FIG. 1 is a schematic diagram of an overall structure of a cold snare 100 provided by some embodiments of the present disclosure, and FIG. 2 is a sectional diagram of a local structure of the cold snare 100 provided by some embodiments of the present disclosure. Referring to FIGS. 1 and 2, the present embodiment provides a cold snare 100 including a spring tube 111, a drive wire 130, and a loop 140. The drive wire 130 passes through the spring tube 111, and can perform reciprocating motion in a direction of a longitudinal axis 170 of the spring tube 111. The loop 140 is fixedly connected to a distal end of the drive wire 130, so that when the drive wire 130 performs reciprocating motion in the direction of a longitudinal axis 170 of the spring tube 111, the loop 140 performs reciprocating motion synchronously with the drive wire 130 in the direction of the longitudinal axis 170 of the spring tube, thereby achieving the purpose of controlling the loop 140 to enter and exit the spring tube 111 at the edge sealed distal end of the spring tube 111 by the drive wire 130. When the loop 140 extends out of the spring tube 111, the loop 140 opens to form a ring structure enclosing the polyp, and then the loop 140 is controlled to move into the spring tube 111 through the drive wire 130, so that the size of the ring structure formed by the loop 140 is reduced, and then the polyp is clamped inside thereof, and finally realize the cutting of the polyp. Since the cold snare 100 uses the spring tube 111 as the outer tube, the strength of the spring tube 111 is higher than that of the plastic outer tube of the existing cold snare 100, so it is helpful for the loop 140 to perform cutting when grabbing large polyps. At the same time, since the spring tube 111 is made of metal, the friction force generated by the rotation of the loop 140 is smaller than that of an existing plastic outer tube contacting the loop 140, so it is helpful to realize the synchronous and accurate rotation of the loop 140, which is convenient for a doctor to accurately enclose the polyp during operation and improve the use effect, thereby improving the technical problem that the existing cold snare 100 cannot cut a large polyp.

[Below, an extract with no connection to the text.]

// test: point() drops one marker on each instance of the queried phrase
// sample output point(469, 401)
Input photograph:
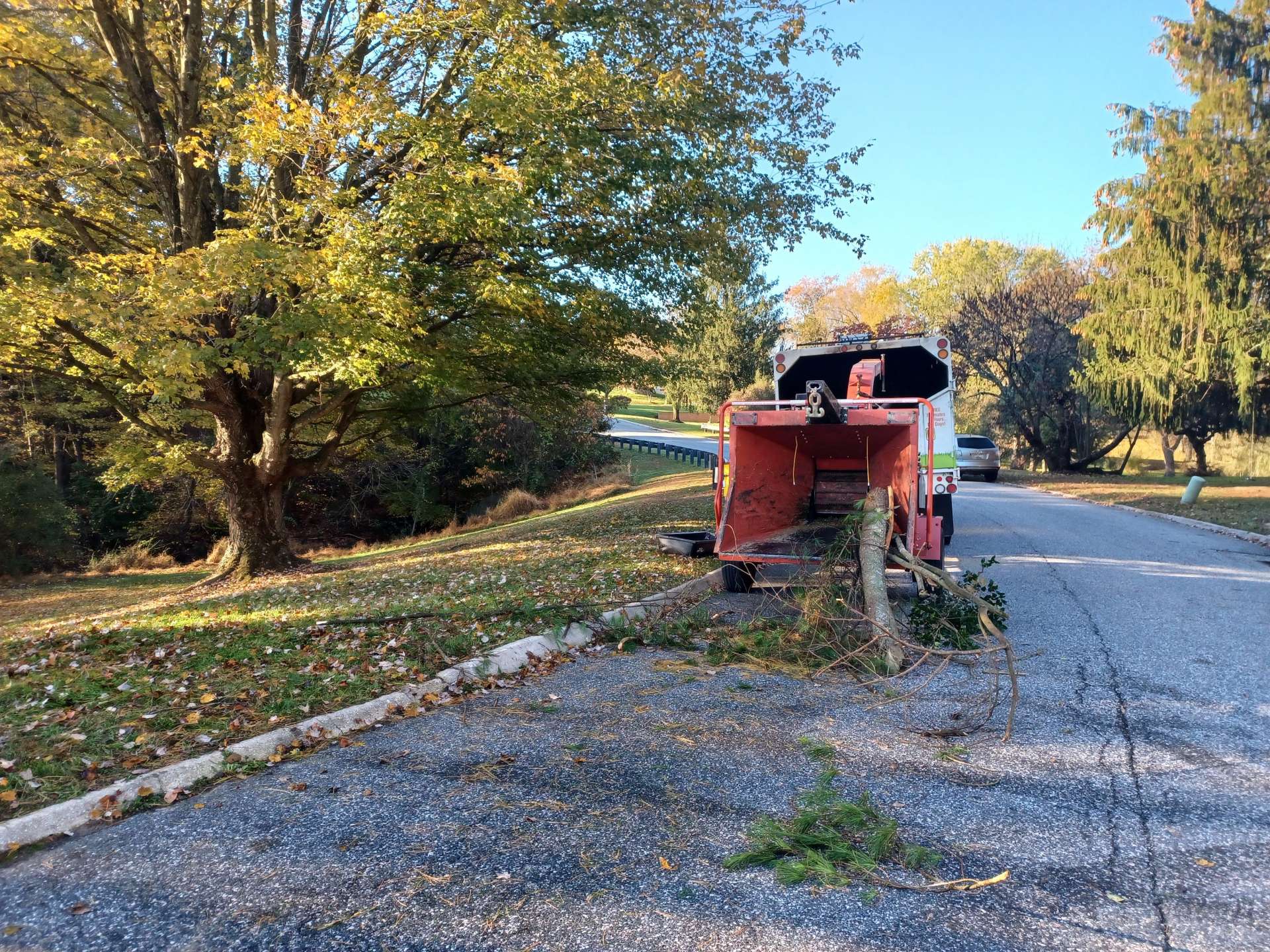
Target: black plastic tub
point(694, 545)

It should be clarified that in the description of the present embodiment, “proximal end” of a part refers to an end of the part relatively close to an outside of the human body when the cold snare 100 is in use, and correspondingly, “distal end” of a part refers to an end of the part relatively close to the inside of the human body when the cold snare 100 is in use. For example, the distal end of the spring tube 111 is an end of the spring tube 111 that lies inside the human body when it is in use, and the proximal end of the spring tube 111 is an end of the spring tube 111 that lies outside the human body when it is in use.

In some embodiments, the outer skin 112 includes, but is not limited to, a polymer tube. The embodiment of the present disclosure does not specifically limit the polymer tube, and the polymer tube may be, for example, a polymer polyethylene tube or an ultra-high molecular polyethylene steel skeleton composite tube.

In some embodiments, the spring tube 111 includes a flexible metal tube or an elastic metal tube. In some embodiments, the spring tube 111 includes a flexible metal tube or an elastic metal tube, and an out layer of the spring tube 111 is coated with a polymer tube.

In some embodiments, the present disclosure does not specifically limit the flexible metal tube or the elastic metal tube, and spring tube 111 may include any one type of flexible metal tubes or elastic metal tubes known in the art, or any combination of any two or more types of flexible metal tubes or elastic metal tubes known in the art. In some embodiments, a combining mode of any combination of any two or more types of flexible metal tubes or elastic metal tubes includes, for example, welding and bonding.

In some embodiments, the flexible metal tube or the elastic metal tube includes, but is not limited to, any one of, for example, metal wire wound spring tube 1111 and spirally cut metal tube such as spirally cut stainless steel tube 1112, or a combination of both.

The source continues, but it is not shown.